Battle of Actium

Betwixt the quarters, flows a golden sea;
But foaming surges there in silver play.
The dancing dolphins with their tails divide
The glittering waves, and cut the precious tide.
Amid the main, two mighty fleets engage:
Their brazen beaks opposed with equal rage.
Actium surveys the well-disputed prize:
Leucate's watery plain with foamy billows fries.
Young Caesar, on the stern in armour bright,
Here leads the Romans and their gods to fight:
His beamy temples shoot their flames afar;
And o'er his head is hung the Julian star.
Agrippa seconds him, with prosperous gales,
And, with propitious gods, his foes assails.
A naval crown, that binds his manly brows,
The happy fortune of the fight foreshows.
Ranged on the line opposed, Antonius brings
Barbarian aids, and troops of eastern kings,
The Arabians near, and Bactrians from afar,
Of tongues discordant, and a mingled war:
And, rich in gaudy robes, amidst the strife,
His ill fate follows him--the Egyptian wife.
Moving they fight: with oars and forky prows
The froth is gathered and the water glows.
It seems as if the Cyclades again
Were rooted up, and justled in the main;
Or floating mountains floating mountains meet;
Such is the fierce encounter of the fleet.
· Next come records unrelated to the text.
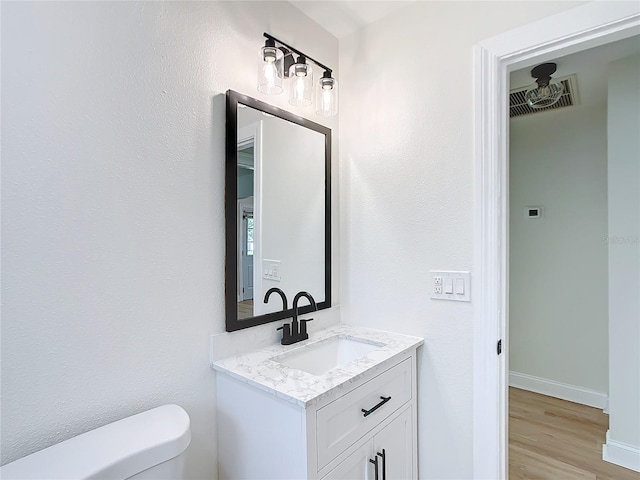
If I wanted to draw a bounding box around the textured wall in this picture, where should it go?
[1,2,338,478]
[607,56,640,450]
[340,2,575,479]
[509,105,609,395]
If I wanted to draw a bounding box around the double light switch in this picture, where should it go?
[429,270,471,302]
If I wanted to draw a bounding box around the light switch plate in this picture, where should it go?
[262,258,282,282]
[429,270,471,302]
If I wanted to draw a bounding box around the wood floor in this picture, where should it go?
[509,388,640,480]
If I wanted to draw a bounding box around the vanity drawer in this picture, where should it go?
[316,358,412,470]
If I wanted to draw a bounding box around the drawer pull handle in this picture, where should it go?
[362,397,391,417]
[376,448,387,480]
[369,456,378,480]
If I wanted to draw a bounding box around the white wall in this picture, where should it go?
[509,104,609,398]
[607,57,640,460]
[340,2,588,479]
[1,2,339,479]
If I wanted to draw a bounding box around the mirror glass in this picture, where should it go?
[225,91,331,331]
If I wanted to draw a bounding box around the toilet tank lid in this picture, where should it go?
[0,405,191,480]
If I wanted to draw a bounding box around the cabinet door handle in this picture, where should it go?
[361,397,391,417]
[376,448,387,480]
[369,455,378,480]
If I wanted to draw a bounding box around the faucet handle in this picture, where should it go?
[300,318,313,340]
[276,323,295,345]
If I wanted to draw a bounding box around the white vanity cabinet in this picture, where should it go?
[216,346,418,480]
[322,406,417,480]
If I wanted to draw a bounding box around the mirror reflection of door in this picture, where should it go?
[241,206,253,301]
[237,124,256,318]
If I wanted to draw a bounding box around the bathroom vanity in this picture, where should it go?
[212,325,423,480]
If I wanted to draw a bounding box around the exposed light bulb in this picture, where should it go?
[316,70,338,117]
[258,39,284,95]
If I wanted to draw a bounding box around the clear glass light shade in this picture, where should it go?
[316,76,338,117]
[524,83,564,108]
[258,46,284,95]
[289,63,313,107]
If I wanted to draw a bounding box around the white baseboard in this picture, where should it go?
[602,430,640,472]
[509,372,609,410]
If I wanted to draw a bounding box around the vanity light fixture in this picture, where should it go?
[524,63,564,108]
[258,38,284,95]
[258,33,338,117]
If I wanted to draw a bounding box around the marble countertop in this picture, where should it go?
[211,325,424,407]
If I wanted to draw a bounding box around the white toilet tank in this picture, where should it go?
[0,405,191,480]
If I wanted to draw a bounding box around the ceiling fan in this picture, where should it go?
[525,63,564,108]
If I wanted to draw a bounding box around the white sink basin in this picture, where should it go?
[271,335,385,375]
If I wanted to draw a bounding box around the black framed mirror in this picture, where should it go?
[225,90,331,332]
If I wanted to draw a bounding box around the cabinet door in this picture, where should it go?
[322,441,382,480]
[372,408,417,480]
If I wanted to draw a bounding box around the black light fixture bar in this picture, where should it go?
[264,32,333,74]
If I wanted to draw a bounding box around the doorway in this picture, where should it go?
[473,2,640,478]
[505,36,640,479]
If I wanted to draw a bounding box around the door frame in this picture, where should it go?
[473,1,640,480]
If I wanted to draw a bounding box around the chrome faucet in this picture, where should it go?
[277,292,318,345]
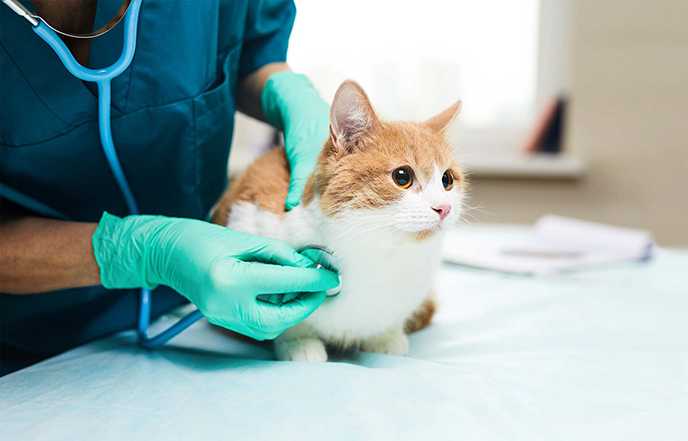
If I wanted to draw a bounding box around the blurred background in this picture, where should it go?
[230,0,688,247]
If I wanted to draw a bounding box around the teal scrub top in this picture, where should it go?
[0,0,296,363]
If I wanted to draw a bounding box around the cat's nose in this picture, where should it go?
[432,205,451,220]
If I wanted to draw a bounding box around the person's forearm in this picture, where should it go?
[0,217,100,294]
[237,63,291,122]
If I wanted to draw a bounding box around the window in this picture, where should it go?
[288,0,540,152]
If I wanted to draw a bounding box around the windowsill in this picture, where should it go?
[461,153,585,180]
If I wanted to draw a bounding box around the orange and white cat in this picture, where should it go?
[213,81,465,362]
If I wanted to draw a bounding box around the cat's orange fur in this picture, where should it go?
[212,83,465,333]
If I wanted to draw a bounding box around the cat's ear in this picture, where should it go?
[330,80,380,151]
[423,101,461,133]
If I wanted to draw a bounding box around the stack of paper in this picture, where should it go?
[442,215,654,274]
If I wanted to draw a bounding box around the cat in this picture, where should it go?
[212,80,466,362]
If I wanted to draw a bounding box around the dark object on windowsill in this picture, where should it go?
[523,97,567,154]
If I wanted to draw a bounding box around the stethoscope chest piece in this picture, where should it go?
[299,246,342,298]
Fire-balls are thrown, and pointed javelins fly;
The fields of Neptune take a purple dye.
The queen herself, amidst the loud alarms,
With cymbal tossed, her fainting soldiers warms--
Fool as she was! who had not yet divined
Her cruel fate; nor saw the snakes behind.
Her country gods, the monsters of the sky,
Great Neptune, Pallas, and love's queen, defy.
The dog Anubis barks, but barks in vain,
Nor longer dares oppose the ethereal train.
Mars, in the middle of the shining shield
Is graved, and strides along the liquid field.
The Dirae souse from heaven with swift descent;
And Discord, dyed in blood, with garments rent,
Divides the press: her steps Bellona treads,
And shakes her iron rod above their heads.
This seen, Apollo, from his Actian height
Pours down his arrows; at whose wingèd flight
The trembling Indians and Egyptians yield,
And soft Sabaeans quit the watery field.
The fatal mistress hoists her silken sails,
And shrinking from the fight, invokes the gales.
Aghast she looks, and heaves her breast for breath,
Panting, and pale with fear of future death.
The god had figured her, as driven along
By winds and waves, and scudding through the throng.
Just opposite, sad Nilus opens wide
His arms and ample bosom to the tide,
And spreads his mantle o'er the winding coast;
In which, he wraps his queen and hides the flying host.